In this sense, religion is anything but a private affair. Its basic principles affect everyone. Because our founders were (for the most part) people of faith, embedded in our Constitution are certain principles derived from our Judaeo-Christian world view. The premises that we all work out of are inherently Christian. That does not mean that they are unacceptable by people of other faiths or of no faith. But they are the very substance of our assumptions about life and how we can live happily and fruitfully in this world.
The opposite is a prejudice which cannot hold water even in a limited sense. How often have people said today (especially among the ‘nones’: those of no faith or explicit adherence): “I am spiritual but not religious”.
What that often means is that I have a private connection with God that makes me feel good and I don’t need any organized structure (Religion) to involve me. This becomes very private in that there is no overt commitment to anything.

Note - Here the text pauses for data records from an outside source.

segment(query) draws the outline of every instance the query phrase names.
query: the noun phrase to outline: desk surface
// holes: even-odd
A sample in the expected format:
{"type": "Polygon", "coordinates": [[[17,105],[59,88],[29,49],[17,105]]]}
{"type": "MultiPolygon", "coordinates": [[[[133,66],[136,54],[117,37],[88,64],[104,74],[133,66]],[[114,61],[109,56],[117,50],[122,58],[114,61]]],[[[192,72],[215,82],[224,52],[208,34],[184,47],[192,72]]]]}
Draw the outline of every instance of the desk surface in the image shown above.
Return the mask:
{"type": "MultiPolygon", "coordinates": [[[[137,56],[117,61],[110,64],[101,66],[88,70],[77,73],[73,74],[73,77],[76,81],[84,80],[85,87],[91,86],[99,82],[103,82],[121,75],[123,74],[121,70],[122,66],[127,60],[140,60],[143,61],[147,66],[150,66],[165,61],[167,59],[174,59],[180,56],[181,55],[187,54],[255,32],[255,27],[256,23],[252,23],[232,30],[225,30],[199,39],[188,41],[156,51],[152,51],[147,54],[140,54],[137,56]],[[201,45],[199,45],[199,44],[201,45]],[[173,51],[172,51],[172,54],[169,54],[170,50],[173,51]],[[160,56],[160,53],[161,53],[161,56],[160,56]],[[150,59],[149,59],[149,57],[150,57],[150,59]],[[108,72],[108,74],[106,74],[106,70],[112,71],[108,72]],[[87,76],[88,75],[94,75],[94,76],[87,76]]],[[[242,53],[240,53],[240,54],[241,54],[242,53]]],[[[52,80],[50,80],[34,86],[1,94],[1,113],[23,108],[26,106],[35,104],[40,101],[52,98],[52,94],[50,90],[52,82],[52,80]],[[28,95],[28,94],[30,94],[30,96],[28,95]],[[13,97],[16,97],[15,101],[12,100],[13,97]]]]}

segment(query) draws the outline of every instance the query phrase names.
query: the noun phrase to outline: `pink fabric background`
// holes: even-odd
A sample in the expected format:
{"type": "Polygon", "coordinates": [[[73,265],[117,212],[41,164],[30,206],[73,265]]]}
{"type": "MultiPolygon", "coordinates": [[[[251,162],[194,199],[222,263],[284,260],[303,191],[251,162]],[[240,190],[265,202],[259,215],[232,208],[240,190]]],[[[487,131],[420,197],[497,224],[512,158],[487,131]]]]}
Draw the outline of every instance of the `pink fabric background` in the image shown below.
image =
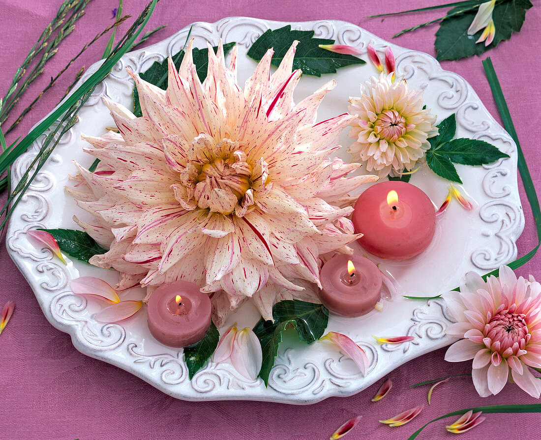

This goes against the grain of every spiritual tradition in the world, Christian or non-Christian. There is a great unanimity in all faiths that one cannot grow in spirituality unless one surrenders and submits to the spiritual discipline of growth and development. A friendship or relationship cannot grow or prosper without commitment. The avatars of the ‘I am spiritual but not religious’ school have nothing in common with spirituality. It is just a personal expression of the political prejudice that ‘You can believe in a God here in America, but a God who does not matter.’ In a sense, the personal is political!
God matters in everything we do and in every decision we make. The spiritual is, by its very nature, a religious stance. What the ‘nones’ call spirituality is a form of self-help psychology that has very limited results outside the occasional suspension of the natural and hard task of living.